Still, if Haworth had been here for four years, perhaps he knew about some of the other people who had gone missing.
Gemma mouthed “Prudence Holmes?” at Haworth, but he only frowned and furrowed his eyebrows at her. He gave her a questioning shrug. Gemma bit her lip and thought. It would have been so much easier if they’d let her keep her pens and notebooks. Perhaps this was exactly why they didn’t. If she could only write out what she was saying…
She held up a finger at Haworth, telling him to wait, and she looked around the room for anything she could use to send a message. Maybe the dried flowers? She could break the stems into little twigs and spell things out on the floor. The Doctors might not like that though. It would make a mess and she got the impression from the pristine and overt whiteness of the room that they wanted to keep things tidy. Aside from the flowers, all there was in the room was furniture. Nothing soft or malleable… except for the bed sheets!

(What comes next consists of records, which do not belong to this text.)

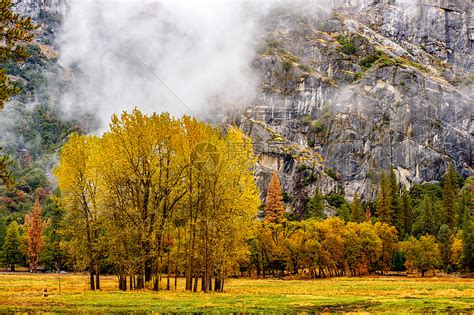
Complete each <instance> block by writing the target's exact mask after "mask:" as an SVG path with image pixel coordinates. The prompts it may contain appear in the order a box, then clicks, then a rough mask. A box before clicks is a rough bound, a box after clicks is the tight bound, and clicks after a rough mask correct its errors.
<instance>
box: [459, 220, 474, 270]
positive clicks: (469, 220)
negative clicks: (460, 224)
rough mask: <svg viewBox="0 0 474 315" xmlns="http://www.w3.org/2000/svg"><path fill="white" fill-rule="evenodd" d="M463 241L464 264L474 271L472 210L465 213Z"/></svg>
mask: <svg viewBox="0 0 474 315" xmlns="http://www.w3.org/2000/svg"><path fill="white" fill-rule="evenodd" d="M463 243H464V247H463V253H462V262H463V266H464V267H465V268H466V269H468V270H470V271H474V220H473V219H472V215H471V214H470V212H467V211H466V212H465V213H464V219H463Z"/></svg>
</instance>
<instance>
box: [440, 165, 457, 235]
mask: <svg viewBox="0 0 474 315" xmlns="http://www.w3.org/2000/svg"><path fill="white" fill-rule="evenodd" d="M456 194H457V174H456V171H455V170H454V165H453V163H449V166H448V169H447V171H446V173H445V174H444V177H443V215H444V222H445V223H446V224H448V226H449V228H451V229H453V228H454V227H455V226H456V223H457V222H456V221H457V220H456Z"/></svg>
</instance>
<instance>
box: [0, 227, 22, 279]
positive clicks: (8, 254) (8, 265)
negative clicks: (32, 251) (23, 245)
mask: <svg viewBox="0 0 474 315" xmlns="http://www.w3.org/2000/svg"><path fill="white" fill-rule="evenodd" d="M3 260H4V263H5V265H6V266H10V270H11V271H15V265H16V264H18V263H19V262H20V261H21V252H20V233H19V231H18V223H16V221H13V222H12V223H10V225H9V226H8V229H7V235H6V236H5V243H4V244H3Z"/></svg>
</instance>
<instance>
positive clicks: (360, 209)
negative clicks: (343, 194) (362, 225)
mask: <svg viewBox="0 0 474 315" xmlns="http://www.w3.org/2000/svg"><path fill="white" fill-rule="evenodd" d="M351 221H352V222H358V223H362V222H364V221H365V213H364V209H363V208H362V203H361V200H360V198H359V195H358V194H357V192H356V193H355V194H354V198H353V199H352V204H351Z"/></svg>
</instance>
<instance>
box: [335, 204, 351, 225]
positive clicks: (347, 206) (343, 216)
mask: <svg viewBox="0 0 474 315" xmlns="http://www.w3.org/2000/svg"><path fill="white" fill-rule="evenodd" d="M337 216H338V217H339V218H341V219H342V220H344V222H346V223H347V222H349V221H351V211H350V210H349V207H348V206H347V204H345V203H344V204H343V205H342V206H341V208H340V209H339V211H338V214H337Z"/></svg>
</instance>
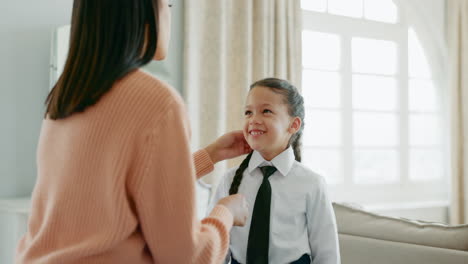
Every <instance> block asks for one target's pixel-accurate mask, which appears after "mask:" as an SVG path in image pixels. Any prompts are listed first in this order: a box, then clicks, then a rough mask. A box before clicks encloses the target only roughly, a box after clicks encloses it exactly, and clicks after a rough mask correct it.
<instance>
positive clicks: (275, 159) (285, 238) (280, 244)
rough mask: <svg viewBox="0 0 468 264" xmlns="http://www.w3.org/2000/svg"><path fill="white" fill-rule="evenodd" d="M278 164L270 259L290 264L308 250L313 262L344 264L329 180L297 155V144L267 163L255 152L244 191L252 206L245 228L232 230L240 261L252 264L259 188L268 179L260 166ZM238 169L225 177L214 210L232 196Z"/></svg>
mask: <svg viewBox="0 0 468 264" xmlns="http://www.w3.org/2000/svg"><path fill="white" fill-rule="evenodd" d="M263 166H275V167H276V168H277V171H276V172H275V173H274V174H273V175H271V176H270V177H269V181H270V185H271V190H272V195H271V213H270V249H269V257H268V258H269V263H270V264H284V263H290V262H292V261H295V260H297V259H299V258H300V257H301V256H302V255H303V254H309V255H311V257H312V263H313V264H339V263H340V252H339V246H338V233H337V227H336V220H335V214H334V211H333V207H332V204H331V201H330V200H329V198H328V194H327V191H326V183H325V181H324V179H323V178H322V177H321V176H320V175H318V174H316V173H314V172H313V171H311V170H310V169H308V168H307V167H305V166H304V165H303V164H301V163H300V162H297V161H296V160H295V159H294V152H293V150H292V148H291V147H289V148H288V149H286V150H285V151H283V152H282V153H281V154H279V155H278V156H276V157H275V158H274V159H273V160H271V162H270V161H266V160H265V159H263V157H262V156H261V155H260V153H258V152H257V151H254V153H253V154H252V157H251V159H250V162H249V165H248V167H247V169H246V170H245V171H244V175H243V178H242V182H241V185H240V186H239V193H242V194H244V195H245V197H246V199H247V203H248V204H249V217H248V219H247V222H246V224H245V226H243V227H233V228H232V230H231V243H230V253H229V254H231V253H232V255H233V257H234V258H235V259H236V260H237V261H238V262H240V263H246V256H247V241H248V237H249V230H250V222H251V220H252V218H251V216H252V211H253V207H254V204H255V198H256V196H257V191H258V189H259V187H260V184H261V183H262V180H263V175H262V172H261V171H260V169H259V168H258V167H263ZM236 170H237V167H236V168H233V169H231V170H229V171H228V172H227V173H226V174H225V175H224V177H223V178H222V179H221V181H220V183H219V185H218V189H217V191H216V194H215V196H214V198H213V201H212V203H211V206H210V208H213V206H214V205H215V204H216V203H217V202H218V201H219V200H220V199H221V198H223V197H226V196H228V195H229V188H230V186H231V183H232V180H233V178H234V174H235V171H236Z"/></svg>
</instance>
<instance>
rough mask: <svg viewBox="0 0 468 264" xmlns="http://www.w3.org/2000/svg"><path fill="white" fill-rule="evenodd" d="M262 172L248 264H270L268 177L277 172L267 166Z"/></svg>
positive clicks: (247, 258) (269, 193)
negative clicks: (275, 172) (261, 177)
mask: <svg viewBox="0 0 468 264" xmlns="http://www.w3.org/2000/svg"><path fill="white" fill-rule="evenodd" d="M260 170H261V171H262V173H263V181H262V184H261V185H260V188H259V189H258V192H257V197H256V198H255V204H254V209H253V213H252V222H251V224H250V231H249V240H248V244H247V264H263V263H268V248H269V241H270V205H271V186H270V182H269V181H268V177H270V176H271V175H272V174H273V173H274V172H275V171H276V168H275V167H273V166H265V167H260Z"/></svg>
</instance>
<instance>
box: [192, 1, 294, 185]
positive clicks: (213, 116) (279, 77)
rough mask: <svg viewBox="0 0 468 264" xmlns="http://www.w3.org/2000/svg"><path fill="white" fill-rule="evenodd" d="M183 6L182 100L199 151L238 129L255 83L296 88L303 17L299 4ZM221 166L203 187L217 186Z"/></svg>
mask: <svg viewBox="0 0 468 264" xmlns="http://www.w3.org/2000/svg"><path fill="white" fill-rule="evenodd" d="M184 3H185V15H184V18H185V32H184V67H185V68H184V96H185V99H186V102H187V105H188V111H189V115H190V121H191V125H192V140H193V147H194V148H198V147H203V146H206V145H207V144H209V143H210V142H212V141H213V140H214V139H215V138H217V137H218V136H219V135H221V134H223V133H225V132H227V131H231V130H235V129H242V120H243V113H242V109H243V106H244V101H245V98H246V95H247V93H248V88H249V85H250V84H251V83H253V82H254V81H257V80H259V79H262V78H265V77H278V78H284V79H288V80H290V81H291V82H292V83H293V84H295V85H296V86H297V87H299V86H300V83H301V72H302V68H301V67H302V65H301V34H302V33H301V32H302V29H301V16H302V15H301V8H300V1H299V0H196V1H194V0H185V2H184ZM239 161H240V159H236V160H234V161H231V162H229V164H228V167H231V166H234V165H237V164H238V163H239ZM226 165H227V164H225V163H224V165H222V166H217V169H216V170H215V173H213V174H211V175H209V176H207V177H206V178H205V179H204V180H205V182H207V183H212V182H216V180H217V178H218V176H219V175H220V174H221V173H222V172H224V171H225V170H226Z"/></svg>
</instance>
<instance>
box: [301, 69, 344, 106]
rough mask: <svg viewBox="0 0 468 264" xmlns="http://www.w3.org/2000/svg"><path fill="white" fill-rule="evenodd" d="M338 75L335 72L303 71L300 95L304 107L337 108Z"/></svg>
mask: <svg viewBox="0 0 468 264" xmlns="http://www.w3.org/2000/svg"><path fill="white" fill-rule="evenodd" d="M340 82H341V78H340V75H339V74H338V73H336V72H322V71H312V70H304V71H303V72H302V94H303V95H304V100H305V104H306V106H312V107H325V108H326V107H329V108H338V107H339V106H340Z"/></svg>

Gemma yanked the blanket on the bed back and stripped the top sheet from underneath. Then she twisted the sheet longways into a rope and arranged it on the floor to spell “Prudence” in cursive. Haworth looked upon her work, read the name, then waited for her to do the same with “Holmes”. Gemma then gave him a questioning look.
Haworth shook his head no. Prudence hadn’t been through the program. Gemma repeated the sheet writing trick for Johnny Bolton, to which Haworth gave a wistful expression as if Bolton’s was a name he hadn’t thought about in a long time, but he answered in the negative for him as well. Gemma found these answers puzzling. She was sure Holmes and Bolton had been victims of Verloc’s plot too, but if they were, it wasn’t this part of it.
Haworth knocked on the glass to get her attention. He placed his hands together flat and rested his head on them, miming sleeping, all the while wearing a contrite frown. Gemma nodded and set about remaking her bed. She anticipated tomorrow being a trying time.